Cannot add 10 or more rows to Visualize Library in table view in Kibana

Elastic Stack Kibana
1

Hello!

I cannot add 10 or more rows to Visualize Library in table view in Kibana

Steps on how to reproduce the issue:

  1. Go Dev Tools and run the following query:

    POST logs-my_app-default/_doc
{
  "@timestamp": "2099-05-06T16:21:15.000Z",
  "event": {
    "A" : "1",
    "B" : "2",
    "C" : "3",
    "D" : "4",
    "E" : "5",
    "F" : "6",
    "G" : "7",
    "I" : "8",
    "J" : "9",
    "K" : "10"
  }
}

  2. Go to "Stack Management > Index Pattrens > Create index pattern", find "logs-my_app-default", select "--- I don't want to use the time filter ---" for "Timestamp field" and click "Create index pattern" button

  3. Go at "Visualize Library > Create visualization > Lens" page abd select "logs-my_app-default" index pattern

  4. Start drag-and-dropping all fields one by one.

  5. Adding the last 10th field will lead to the following error:

    Request error: illegal_argument_exception, The provided aggregation [10] either does not exist, or is a pipeline aggregation and cannot be used to sort the buckets. in Invalid aggregation order path [10]. The provided aggregation [10] either does not exist, or is a pipeline aggregation and cannot be used to sort the buckets. (aggregation_execution_exception)

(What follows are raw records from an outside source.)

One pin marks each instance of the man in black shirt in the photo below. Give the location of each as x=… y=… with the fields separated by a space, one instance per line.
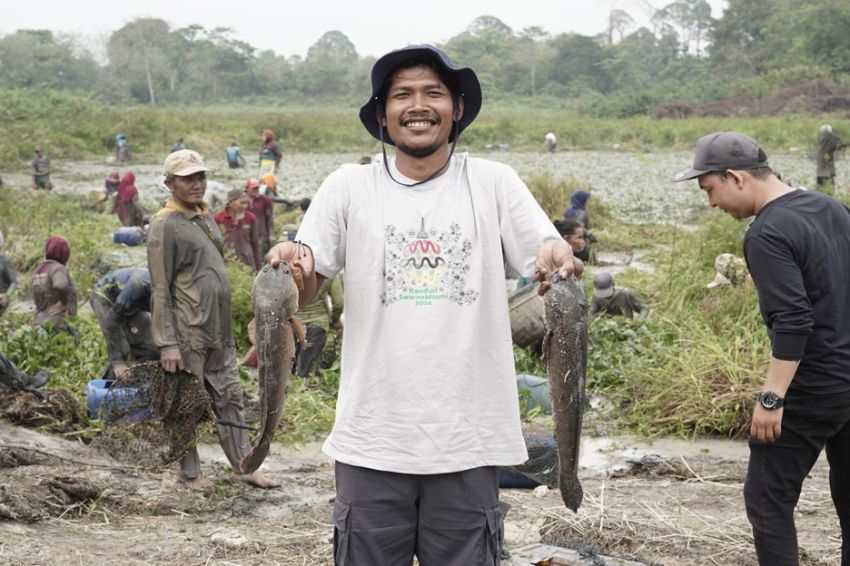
x=798 y=253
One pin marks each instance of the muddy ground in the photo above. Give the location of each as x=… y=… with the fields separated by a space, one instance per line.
x=65 y=502
x=672 y=502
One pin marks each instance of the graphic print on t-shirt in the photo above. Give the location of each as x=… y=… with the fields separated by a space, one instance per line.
x=426 y=266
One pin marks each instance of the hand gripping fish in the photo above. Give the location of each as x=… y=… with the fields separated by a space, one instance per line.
x=565 y=352
x=275 y=300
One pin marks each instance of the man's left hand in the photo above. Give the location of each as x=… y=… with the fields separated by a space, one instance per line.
x=555 y=256
x=767 y=425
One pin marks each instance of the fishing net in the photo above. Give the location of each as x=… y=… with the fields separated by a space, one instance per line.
x=152 y=417
x=542 y=463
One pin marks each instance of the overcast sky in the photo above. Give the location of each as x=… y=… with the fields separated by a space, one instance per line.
x=290 y=27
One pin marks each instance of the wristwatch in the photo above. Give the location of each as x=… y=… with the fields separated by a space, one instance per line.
x=770 y=400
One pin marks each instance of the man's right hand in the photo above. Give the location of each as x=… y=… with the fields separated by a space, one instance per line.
x=300 y=259
x=171 y=360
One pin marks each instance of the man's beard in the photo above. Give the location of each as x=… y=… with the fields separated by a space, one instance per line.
x=420 y=151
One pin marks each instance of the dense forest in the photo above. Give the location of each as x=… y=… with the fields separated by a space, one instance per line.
x=682 y=59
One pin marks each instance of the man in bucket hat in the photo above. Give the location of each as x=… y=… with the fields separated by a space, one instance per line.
x=798 y=252
x=190 y=308
x=427 y=406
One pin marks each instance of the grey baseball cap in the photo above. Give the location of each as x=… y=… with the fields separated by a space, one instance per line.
x=724 y=150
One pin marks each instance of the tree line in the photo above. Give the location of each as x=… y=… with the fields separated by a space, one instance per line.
x=683 y=54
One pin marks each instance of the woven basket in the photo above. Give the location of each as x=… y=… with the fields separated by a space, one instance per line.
x=526 y=311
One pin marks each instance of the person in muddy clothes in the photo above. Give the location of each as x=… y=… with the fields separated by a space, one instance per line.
x=574 y=234
x=121 y=301
x=113 y=181
x=318 y=317
x=578 y=208
x=263 y=210
x=8 y=278
x=234 y=156
x=798 y=253
x=828 y=145
x=15 y=379
x=239 y=226
x=270 y=154
x=190 y=308
x=127 y=206
x=268 y=185
x=53 y=291
x=616 y=301
x=122 y=147
x=427 y=406
x=550 y=142
x=41 y=170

Did not find any errors in logs, however, maybe I missed something and if so just let me know

Screenshots:

1
11920×925 81.7 KB

2
21919×921 82.3 KB

2

If you check the Inspect panel to review the request made by Lens to Elasticsearch you can see that it's trying to do a nested aggregation terms search. You can run the same query from Dev Tools:



GET logs-my_app-default/_search
{
  "aggs": {
    "0": {
      "terms": {
        "field": "event.A",
        "order": {
          "10": "desc"
        },
        "size": 5
      },
      "aggs": {
        "1": {
          "terms": {
            "field": "event.B",
            "order": {
              "10": "desc"
            },
            "size": 3
          },
          "aggs": {
            "2": {
              "terms": {
                "field": "event.C",
                "order": {
                  "10": "desc"
                },
                "size": 3
              },
              "aggs": {
                "3": {
                  "terms": {
                    "field": "event.D",
                    "order": {
                      "10": "desc"
                    },
                    "size": 3
                  },
                  "aggs": {
                    "4": {
                      "terms": {
                        "field": "event.E",
                        "order": {
                          "10": "desc"
                        },
                        "size": 3
                      },
                      "aggs": {
                        "5": {
                          "terms": {
                            "field": "event.F",
                            "order": {
                              "10": "desc"
                            },
                            "size": 3
                          },
                          "aggs": {
                            "6": {
                              "terms": {
                                "field": "event.G",
                                "order": {
                                  "10": "desc"
                                },
                                "size": 3
                              },
                              "aggs": {
                                "7": {
                                  "terms": {
                                    "field": "event.I",
                                    "order": {
                                      "10": "desc"
                                    },
                                    "size": 3
                                  },
                                  "aggs": {
                                    "8": {
                                      "terms": {
                                        "field": "event.J",
                                        "order": {
                                          "10": "desc"
                                        },
                                        "size": 3
                                      },
                                      "aggs": {
                                        "9": {
                                          "terms": {
                                            "field": "event.K",
                                            "order": {
                                              "10": "desc"
                                            },
                                            "size": 3
                                          }
                                        }
                                      }
                                    }
                                  }
                                }
                              }
                            }
                          }
                        }
                      }
                    }
                  }
                }
              }
            }
          }
        }
      }
    }
  },
  "size": 0,
  "fields": [
    {
      "field": "@timestamp",
      "format": "date_time"
    }
  ],
  "script_fields": {},
  "stored_fields": [
    "*"
  ],
  "runtime_mappings": {},
  "_source": {
    "excludes": []
  },
  "query": {
    "bool": {
      "must": [],
      "filter": [],
      "should": [],
      "must_not": []
    }
  }
}

And you will get the same error reported in the Inspect panel on the Response tab.

So this is likely hitting a limit in the number of nested aggregations that you can send to Elasticsearch.

Why do you want to create a table that way? You can save a search in Discover with all the fields enabled and then add it to a dashboard like this:

image
image1307×852 32.7 KB

Does this help?

3

Thanks! Works like a charm!

1 Like
4

This topic was automatically closed 28 days after the last reply. New replies are no longer allowed.